# 360 herringbone Demo Blank



## its_virgil (Jun 10, 2021)

I will be demonstrating how I make 360 degree herringbone bone blanks at SWAT in August. Instead of working with 3/4 inch square tiles I will use 3 1/4 jnch square tiles. Thoughts? Comments?
Do a good turn daily!
Don


----------



## jttheclockman (Jun 10, 2021)

That is basically for visual. You can see 3/4" as well as 3". What you need to do is use colored blocks. with numbers on them. That is where the detail is.


----------



## its_virgil (Jun 10, 2021)

jttheclockman said:


> That is basically for visual. You can see 3/4" as well as 3". What you need to do is use colored blocks. with numbers on them. That is where the detail is.

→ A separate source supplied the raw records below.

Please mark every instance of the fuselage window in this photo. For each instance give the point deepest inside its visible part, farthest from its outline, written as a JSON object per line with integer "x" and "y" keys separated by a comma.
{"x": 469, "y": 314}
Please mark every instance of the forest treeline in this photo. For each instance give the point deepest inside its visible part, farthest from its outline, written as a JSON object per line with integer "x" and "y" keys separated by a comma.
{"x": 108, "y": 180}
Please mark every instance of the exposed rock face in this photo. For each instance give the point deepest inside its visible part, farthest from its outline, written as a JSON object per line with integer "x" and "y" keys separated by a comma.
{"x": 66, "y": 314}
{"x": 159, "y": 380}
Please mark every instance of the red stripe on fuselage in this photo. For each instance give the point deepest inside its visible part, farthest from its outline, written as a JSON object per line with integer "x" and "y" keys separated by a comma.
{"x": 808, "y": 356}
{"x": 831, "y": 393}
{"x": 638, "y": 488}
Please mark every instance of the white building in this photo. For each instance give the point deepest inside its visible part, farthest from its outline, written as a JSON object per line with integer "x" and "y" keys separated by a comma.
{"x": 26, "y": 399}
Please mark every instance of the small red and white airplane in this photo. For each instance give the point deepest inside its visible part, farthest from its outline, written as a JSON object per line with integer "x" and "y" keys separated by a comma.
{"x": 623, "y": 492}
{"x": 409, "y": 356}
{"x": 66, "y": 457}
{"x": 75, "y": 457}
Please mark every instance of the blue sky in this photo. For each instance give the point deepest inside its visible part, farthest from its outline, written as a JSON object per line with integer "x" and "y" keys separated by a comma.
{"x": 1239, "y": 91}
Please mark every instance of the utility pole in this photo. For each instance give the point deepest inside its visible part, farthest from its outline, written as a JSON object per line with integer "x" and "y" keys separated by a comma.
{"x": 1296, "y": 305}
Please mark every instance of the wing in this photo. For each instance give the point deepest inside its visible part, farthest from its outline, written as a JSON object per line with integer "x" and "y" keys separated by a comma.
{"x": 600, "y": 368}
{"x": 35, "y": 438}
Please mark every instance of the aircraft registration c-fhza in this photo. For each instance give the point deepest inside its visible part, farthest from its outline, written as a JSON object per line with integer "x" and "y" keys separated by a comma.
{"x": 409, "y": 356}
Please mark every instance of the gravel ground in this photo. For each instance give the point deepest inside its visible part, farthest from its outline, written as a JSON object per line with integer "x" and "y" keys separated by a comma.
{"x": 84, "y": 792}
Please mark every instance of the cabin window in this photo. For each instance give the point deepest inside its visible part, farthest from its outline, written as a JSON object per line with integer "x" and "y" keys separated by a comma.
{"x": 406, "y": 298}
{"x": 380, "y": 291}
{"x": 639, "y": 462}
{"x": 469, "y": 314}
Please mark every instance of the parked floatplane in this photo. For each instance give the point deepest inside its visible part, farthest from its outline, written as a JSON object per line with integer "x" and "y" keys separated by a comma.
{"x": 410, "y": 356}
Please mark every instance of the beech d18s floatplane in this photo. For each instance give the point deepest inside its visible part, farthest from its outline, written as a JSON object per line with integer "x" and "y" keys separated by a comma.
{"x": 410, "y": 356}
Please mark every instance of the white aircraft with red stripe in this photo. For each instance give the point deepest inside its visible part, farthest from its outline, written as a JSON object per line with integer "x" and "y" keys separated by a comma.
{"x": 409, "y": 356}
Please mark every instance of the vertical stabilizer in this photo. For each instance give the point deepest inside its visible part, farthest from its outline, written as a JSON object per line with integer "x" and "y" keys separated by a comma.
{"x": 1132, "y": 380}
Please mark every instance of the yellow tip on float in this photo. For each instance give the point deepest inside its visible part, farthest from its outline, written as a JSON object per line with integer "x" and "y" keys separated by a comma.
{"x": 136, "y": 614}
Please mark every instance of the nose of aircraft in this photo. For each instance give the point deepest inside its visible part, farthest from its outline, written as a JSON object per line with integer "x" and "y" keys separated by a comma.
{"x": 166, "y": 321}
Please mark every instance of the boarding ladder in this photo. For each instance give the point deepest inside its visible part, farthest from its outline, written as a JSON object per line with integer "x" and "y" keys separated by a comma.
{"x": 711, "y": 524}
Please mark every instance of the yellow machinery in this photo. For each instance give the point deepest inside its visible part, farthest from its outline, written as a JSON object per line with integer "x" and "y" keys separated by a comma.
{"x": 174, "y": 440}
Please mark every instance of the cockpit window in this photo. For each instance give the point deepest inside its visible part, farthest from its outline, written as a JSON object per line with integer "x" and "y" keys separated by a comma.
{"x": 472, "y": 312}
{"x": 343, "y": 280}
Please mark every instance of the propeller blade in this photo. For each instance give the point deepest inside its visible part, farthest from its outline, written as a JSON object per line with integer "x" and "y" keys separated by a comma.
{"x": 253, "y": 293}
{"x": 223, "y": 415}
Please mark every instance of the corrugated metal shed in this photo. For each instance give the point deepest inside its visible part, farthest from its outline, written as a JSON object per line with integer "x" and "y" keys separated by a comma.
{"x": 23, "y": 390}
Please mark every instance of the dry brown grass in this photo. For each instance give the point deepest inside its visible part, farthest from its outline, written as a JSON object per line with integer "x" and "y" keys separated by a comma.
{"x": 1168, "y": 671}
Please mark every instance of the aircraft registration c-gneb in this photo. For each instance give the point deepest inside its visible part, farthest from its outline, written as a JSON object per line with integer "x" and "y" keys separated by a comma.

Notice in the picture with the single layers the tiles are numbered.

I will be demonstrating on a stage in a theater so I think using the larger tiles will be seen better. And yes, for visual demonstration.


----------



## jttheclockman (Jun 10, 2021)

its_virgil said:


> Notice in the picture with the single layers the tiles are numbered.
> 
> I will be demonstrating on a stage in a theater so I think using the larger tiles will be seen better. And yes, for visual demonstration.


I have no way of knowing where or how you are demonstarting. My point is to identify by color the different places for the pieces is more valuable than size but if you feel larger is better than you are the one doing the demo. Then larger numbers is a must too. You may want to talk about grain direction too. These are my thoughts as you asked for.


----------



## its_virgil (Jun 10, 2021)

jttheclockman said:


> I have no way of knowing where or how you are demonstarting. My point is to identify by color the different places for the pieces is more valuable than size but if you feel larger is better than you are the one doing the demo. Then larger numbers is a must too. You may want to talk about grain direction too. These are my thoughts as you asked for.


Thanks for the comments. Grain direction is a consideration which depends on how the tiles are cut and oriented in the blank.

I have considered colored tiles especially for the actual blanks used to make the pen. The pattern is better seen if the tiles are not from the same wood.

Just for kicks I am going to try turning this large blank. We will see.
Thanks again for your input. Your insight is always helpful.
Don


----------



## darrin1200 (Jun 11, 2021)

As JT says, I think colours could help. 
The hardest part I find, is visualizing the orientation of the sections. High contrast colours on the different sections would help to see how they come together, especially from a distance.

Good luck Don. It’s a complex demo to do.


----------



## tomtedesco (Jun 11, 2021)

Wish I was doing to see this in person.


----------



## wood128 (Jun 11, 2021)

I agree , the use of colored tiles would be the way to demo to a large gathering. However, as for accurate construction of a 360 degree herringbone pen blank, the use of smaller pieces ( 3/4 " square ) is all together different ........mostly because of size . It takes lots of practice to get all them pieces together in good alignment with out cracks , etc. I more or less have developed my own method of construction , which works for me , but may not work for others.


----------



## walshjp17 (Jun 11, 2021)

Certainly will help those of us with aged eyes sitting in the back row.  Looking forward to seeing how it looks when turned.


----------



## Dale Parrott (Jun 11, 2021)

I think that's a great idea Don.


----------